#performance
How do public (art) institutions function? Which are their internal contradictions? What have been their historical founding ideals? What are they good for today? Mutually we’ll imagine a new (art) institution the participants would love to build.
While institutions are often seen as stable constructions, they are more fragile than we might assume. When we think of public cultural institutions (like libraries, museums, art schools, theatres): They are made for people, believed in and performed by people – and they need a material and financial base and a policy that supports them.
The workshop invites to take a closer look on public (art) institutions: How do they function? Which are their internal contradictions? What have been their historical founding ideas and ideals? And what could they be good for nowadays?
Mutually we will try to imagine new (cultural) institutions or specifically one example of a non-profit (art) institution the participants would love to build. What would be its aims, its agencies, its structure and working modes? Should it be based on old institutions we know?
Participants will also learn about the artistic practices and discourses of Institutional Critique and look at examples of imagined or performed ‘fantastic institutions’. In the end we’ll develop a first draft of a concept for a dreamed-of institution that could be written, painted, build as model in space, performed, shown in a video and so on – the form is up to the participants’ interests and our technical possibilities.
However, the process of inventing this kind of a new institution together would also be a first try-out for a joint working structure – as institutions are as well places of joint working structures. Which kinds of hierarchies does the group want and would need to answer the tasks? How (un)bureaucratic, (non-)hierarchical or inclusive/exclusive could we work together – and imagine a new institution to be?
Schedule
Day 1: Introduction: What is an institution? (theory based, but with room for small-scale field research as well)
Day 2: What do we love and hate about institutions? (Who’s „we“?) What would the best institution be like? (exercises for collective dreaming)

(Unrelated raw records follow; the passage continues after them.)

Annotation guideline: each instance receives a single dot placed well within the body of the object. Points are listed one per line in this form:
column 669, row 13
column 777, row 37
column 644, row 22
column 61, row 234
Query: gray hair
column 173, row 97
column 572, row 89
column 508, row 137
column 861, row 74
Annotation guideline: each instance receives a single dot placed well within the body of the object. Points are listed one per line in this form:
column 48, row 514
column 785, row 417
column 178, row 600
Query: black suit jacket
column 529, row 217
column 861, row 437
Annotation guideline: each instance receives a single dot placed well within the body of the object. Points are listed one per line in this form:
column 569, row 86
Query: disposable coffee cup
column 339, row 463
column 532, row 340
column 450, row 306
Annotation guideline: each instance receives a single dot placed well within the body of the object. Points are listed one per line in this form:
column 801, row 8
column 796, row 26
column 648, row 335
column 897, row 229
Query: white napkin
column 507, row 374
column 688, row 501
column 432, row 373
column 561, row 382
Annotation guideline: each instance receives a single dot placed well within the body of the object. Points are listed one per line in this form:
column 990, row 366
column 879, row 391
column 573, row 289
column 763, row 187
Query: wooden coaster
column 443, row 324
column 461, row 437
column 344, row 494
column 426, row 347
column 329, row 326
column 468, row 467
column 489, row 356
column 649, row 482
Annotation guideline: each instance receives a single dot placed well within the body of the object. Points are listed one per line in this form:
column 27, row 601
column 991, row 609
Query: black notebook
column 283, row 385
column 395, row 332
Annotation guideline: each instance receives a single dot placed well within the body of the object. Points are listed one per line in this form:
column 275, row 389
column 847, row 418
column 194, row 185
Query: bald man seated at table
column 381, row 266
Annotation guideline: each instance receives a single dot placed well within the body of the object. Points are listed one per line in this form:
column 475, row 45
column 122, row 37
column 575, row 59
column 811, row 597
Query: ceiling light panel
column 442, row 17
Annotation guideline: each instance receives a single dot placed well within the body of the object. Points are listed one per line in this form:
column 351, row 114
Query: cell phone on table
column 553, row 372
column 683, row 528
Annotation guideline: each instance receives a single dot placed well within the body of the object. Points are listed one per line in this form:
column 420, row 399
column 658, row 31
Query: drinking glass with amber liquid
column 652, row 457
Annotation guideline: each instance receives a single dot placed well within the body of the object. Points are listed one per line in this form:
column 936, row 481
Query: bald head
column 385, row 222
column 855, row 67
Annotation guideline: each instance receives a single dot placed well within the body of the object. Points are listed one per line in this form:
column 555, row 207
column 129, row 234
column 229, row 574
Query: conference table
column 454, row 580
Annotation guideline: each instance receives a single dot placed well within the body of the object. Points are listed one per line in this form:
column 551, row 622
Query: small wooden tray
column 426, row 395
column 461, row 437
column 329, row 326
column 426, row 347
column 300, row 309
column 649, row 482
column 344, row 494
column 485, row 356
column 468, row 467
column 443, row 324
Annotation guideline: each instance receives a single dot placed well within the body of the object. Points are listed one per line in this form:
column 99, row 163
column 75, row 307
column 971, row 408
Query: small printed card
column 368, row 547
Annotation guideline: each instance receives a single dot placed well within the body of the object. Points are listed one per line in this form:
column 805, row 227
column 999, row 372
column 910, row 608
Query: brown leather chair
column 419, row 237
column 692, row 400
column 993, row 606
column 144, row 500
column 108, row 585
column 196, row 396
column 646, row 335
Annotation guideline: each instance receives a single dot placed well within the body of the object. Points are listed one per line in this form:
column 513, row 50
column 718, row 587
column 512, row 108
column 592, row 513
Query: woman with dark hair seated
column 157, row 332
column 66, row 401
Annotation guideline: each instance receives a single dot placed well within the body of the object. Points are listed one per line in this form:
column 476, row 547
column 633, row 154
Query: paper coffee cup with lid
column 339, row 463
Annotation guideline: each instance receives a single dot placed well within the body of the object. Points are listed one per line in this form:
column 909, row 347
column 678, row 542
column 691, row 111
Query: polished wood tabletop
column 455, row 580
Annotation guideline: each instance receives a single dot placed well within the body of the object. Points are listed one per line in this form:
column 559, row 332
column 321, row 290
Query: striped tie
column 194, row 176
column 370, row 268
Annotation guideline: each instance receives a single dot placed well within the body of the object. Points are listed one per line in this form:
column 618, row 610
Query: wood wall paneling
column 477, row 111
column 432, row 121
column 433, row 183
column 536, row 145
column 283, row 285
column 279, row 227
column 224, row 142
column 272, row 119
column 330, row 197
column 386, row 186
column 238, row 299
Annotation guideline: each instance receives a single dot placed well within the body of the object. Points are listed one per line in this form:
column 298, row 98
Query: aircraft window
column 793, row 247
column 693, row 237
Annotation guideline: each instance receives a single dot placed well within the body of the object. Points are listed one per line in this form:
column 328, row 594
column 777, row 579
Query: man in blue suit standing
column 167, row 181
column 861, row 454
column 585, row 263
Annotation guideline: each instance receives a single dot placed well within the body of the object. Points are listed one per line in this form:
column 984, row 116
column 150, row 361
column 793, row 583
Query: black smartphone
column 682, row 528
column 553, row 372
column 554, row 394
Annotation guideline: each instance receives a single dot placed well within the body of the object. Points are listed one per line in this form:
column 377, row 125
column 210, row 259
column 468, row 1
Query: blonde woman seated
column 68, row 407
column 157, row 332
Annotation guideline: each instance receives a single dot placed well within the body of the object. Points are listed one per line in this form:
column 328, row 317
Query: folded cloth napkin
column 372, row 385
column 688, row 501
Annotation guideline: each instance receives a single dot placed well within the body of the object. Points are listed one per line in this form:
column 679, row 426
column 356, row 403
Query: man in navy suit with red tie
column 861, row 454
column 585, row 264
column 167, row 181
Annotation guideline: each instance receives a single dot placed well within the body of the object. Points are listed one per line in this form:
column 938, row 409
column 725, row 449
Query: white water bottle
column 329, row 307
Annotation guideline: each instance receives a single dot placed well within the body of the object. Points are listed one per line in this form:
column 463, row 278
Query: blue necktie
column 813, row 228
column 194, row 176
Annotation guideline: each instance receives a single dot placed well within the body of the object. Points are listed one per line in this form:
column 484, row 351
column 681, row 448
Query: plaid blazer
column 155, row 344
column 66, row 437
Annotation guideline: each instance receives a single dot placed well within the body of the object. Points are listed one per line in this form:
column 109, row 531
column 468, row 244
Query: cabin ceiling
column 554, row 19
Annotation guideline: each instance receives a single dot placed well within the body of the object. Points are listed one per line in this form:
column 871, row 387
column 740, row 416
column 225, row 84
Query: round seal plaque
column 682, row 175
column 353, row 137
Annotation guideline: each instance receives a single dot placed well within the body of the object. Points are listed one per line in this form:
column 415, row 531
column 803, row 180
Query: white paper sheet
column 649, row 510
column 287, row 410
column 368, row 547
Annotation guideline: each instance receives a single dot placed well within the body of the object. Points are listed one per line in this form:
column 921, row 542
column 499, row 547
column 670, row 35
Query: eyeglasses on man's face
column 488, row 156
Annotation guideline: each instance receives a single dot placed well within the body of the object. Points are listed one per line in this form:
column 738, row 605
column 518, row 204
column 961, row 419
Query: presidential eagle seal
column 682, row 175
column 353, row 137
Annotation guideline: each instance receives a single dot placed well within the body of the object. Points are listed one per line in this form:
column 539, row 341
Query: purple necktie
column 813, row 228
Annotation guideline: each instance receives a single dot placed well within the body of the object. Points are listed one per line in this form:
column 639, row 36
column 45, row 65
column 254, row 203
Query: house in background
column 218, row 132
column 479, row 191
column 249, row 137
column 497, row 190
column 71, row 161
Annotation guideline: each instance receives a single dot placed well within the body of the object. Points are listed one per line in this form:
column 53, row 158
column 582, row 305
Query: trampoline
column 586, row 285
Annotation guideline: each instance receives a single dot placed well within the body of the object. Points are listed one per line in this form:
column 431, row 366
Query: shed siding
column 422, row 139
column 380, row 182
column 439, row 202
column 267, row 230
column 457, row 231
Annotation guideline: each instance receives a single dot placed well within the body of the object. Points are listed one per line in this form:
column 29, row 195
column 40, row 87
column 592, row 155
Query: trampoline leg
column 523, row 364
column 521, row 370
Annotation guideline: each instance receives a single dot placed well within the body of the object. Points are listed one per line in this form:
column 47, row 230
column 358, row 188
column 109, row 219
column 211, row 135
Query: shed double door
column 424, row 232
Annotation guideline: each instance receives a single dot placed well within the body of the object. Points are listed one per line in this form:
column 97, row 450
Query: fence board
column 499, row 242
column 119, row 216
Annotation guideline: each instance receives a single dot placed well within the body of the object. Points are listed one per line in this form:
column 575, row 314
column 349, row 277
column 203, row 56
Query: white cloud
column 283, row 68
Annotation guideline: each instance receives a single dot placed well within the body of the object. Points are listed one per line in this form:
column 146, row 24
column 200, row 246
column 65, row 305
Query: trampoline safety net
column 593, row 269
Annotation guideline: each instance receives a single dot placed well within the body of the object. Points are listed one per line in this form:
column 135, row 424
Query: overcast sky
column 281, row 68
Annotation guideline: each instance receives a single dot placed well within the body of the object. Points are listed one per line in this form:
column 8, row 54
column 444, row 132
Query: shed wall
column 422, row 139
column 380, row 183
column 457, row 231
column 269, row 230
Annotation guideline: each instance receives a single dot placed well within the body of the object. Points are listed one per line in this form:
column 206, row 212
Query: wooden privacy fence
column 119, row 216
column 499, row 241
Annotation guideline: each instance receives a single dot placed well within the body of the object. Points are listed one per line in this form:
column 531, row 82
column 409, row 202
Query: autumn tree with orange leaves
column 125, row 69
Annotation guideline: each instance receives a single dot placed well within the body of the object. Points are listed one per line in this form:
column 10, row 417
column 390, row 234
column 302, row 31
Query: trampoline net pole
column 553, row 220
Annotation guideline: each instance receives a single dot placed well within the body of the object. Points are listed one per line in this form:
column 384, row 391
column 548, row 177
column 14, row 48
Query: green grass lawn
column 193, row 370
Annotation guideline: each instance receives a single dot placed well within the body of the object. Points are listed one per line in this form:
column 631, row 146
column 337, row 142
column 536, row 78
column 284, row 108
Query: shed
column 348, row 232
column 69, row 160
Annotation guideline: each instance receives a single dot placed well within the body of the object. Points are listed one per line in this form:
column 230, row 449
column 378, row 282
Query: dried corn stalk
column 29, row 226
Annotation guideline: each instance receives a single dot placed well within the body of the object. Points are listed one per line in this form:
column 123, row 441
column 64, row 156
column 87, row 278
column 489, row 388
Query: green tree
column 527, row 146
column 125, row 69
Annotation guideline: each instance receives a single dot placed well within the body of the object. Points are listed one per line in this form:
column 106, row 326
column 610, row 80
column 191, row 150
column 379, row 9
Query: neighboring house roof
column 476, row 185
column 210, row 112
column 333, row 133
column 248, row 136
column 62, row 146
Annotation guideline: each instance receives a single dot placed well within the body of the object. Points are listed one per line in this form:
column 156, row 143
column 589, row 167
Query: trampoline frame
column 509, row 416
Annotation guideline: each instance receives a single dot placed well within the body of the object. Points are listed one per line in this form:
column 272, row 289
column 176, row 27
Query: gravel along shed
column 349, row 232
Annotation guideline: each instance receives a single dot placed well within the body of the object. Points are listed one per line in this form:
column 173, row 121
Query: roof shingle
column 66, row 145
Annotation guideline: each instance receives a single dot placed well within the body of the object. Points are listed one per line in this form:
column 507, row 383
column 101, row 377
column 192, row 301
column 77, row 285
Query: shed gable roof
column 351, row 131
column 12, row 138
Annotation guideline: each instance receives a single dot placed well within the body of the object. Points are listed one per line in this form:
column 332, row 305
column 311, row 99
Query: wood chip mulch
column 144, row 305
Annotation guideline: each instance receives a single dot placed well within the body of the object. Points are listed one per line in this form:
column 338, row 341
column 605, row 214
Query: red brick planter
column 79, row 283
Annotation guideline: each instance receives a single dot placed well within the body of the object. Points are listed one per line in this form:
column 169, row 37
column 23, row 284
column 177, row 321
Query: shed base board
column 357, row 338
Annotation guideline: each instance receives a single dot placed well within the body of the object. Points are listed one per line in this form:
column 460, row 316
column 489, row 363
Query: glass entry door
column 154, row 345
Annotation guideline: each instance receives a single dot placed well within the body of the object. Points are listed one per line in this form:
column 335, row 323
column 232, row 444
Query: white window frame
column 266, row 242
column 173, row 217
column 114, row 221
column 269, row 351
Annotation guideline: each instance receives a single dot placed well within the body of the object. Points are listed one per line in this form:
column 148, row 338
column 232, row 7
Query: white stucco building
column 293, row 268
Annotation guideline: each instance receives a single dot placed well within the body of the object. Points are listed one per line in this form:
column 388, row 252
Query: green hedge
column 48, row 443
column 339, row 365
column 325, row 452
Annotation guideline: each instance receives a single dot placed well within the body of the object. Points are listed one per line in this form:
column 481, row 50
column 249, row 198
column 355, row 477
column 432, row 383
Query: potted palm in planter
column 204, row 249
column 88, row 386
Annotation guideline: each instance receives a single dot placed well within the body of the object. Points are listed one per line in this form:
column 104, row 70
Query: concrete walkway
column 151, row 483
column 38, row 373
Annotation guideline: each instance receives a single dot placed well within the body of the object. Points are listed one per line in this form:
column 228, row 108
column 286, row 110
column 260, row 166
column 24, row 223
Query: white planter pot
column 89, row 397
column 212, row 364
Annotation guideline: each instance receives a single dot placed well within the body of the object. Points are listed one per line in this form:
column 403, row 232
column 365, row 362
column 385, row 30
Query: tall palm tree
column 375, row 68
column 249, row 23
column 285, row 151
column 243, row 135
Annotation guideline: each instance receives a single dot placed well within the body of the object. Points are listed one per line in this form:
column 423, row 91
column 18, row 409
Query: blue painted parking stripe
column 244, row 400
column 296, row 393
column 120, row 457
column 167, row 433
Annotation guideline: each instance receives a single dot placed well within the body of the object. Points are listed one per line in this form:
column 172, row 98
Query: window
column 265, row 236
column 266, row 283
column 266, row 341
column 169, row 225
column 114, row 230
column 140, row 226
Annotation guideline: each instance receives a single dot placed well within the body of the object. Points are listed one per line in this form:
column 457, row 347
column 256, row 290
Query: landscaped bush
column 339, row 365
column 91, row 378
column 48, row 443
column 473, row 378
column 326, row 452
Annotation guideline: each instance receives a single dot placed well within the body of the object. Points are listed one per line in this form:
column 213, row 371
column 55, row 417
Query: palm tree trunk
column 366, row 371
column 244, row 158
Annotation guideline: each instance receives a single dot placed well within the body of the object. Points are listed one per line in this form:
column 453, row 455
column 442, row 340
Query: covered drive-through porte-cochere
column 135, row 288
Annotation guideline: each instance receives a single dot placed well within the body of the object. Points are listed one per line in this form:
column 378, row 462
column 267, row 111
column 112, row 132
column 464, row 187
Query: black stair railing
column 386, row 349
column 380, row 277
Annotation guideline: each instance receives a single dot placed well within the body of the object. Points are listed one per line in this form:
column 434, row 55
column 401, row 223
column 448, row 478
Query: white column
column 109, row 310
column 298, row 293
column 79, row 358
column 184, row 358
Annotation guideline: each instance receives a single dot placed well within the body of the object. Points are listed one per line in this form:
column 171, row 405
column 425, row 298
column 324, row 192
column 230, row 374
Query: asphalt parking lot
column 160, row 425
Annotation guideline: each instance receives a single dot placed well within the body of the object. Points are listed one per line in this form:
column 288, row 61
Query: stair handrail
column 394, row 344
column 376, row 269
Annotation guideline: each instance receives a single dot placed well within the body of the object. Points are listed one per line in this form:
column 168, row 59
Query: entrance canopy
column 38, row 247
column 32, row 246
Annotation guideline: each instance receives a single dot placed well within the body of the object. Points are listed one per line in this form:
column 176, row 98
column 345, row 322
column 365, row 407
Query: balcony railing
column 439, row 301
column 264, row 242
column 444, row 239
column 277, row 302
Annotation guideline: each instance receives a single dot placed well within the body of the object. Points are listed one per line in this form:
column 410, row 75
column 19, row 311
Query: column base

Day 3: How could we address the wish to change institutional rules and functions? Which artistic practices of different forms of Institutional Critique can we find? (input from artists’ positions and art theory) Discussion: Would these artistic strategies/interventions be ‘enough’?
Day 4: Continuation of day 3 with focus on group work (one larger or several smaller groups) and getting into practice: Developing an own artistic or theoretical, but preferably performative answer to our question: What could an ‚utopian institution’ look like?
Day 5: Performance, lecture demonstration, concept presentation, maybe even institutional intervention or whatever form to present the group’s answer(s); feedback and reflection of the week (guests could be invited, but that’s up to the participants/will be discussed)
Prior application requirements
Please write/create a one page motivation letter (to send via e-mail) that answers at least one or two of the following questions: What’s your personal favourite utopian idea? What experience with a group (you were part of) or even with a group that wanted to be a collective will you probably never forget? What do you think are the aims of public art institutions (could be a museum, a theatre, a cultural centre…)? Eventually: also Which questions you have for the workshop week?
Knowledge requirements
No previous knowledge is needed, but the wish to discuss and learn together, to self-reflect and to be curious about collective practices and the question why these practices seem to fail so often. Depending on the participants interests the week can focus more on theoretical, text-based discussions or more on physical, performative, playful explorations, but ideally it’ll be a mixture of both.
Anna Volkland is a studied dramaturg (diploma 2009) who started researching on public state and city theatres and their „forgotten“ history of Institutional Critique (means the attempts of theatre makers themselves to critically change the institutions from within) in West and East Germany since the late 1960s as a research fellow at Berlin University of the Arts in 2014. She’s been teaching art students (mainly of the performing arts) since then and also co-lectured some of the one-week-workshops in the frame of Kollisionen at Berlin UdK which offered different forms of artistic research for diverse groups. She likes to combine theoretical, more language-based forms with more practical, physical and playful modes of learning and exploring.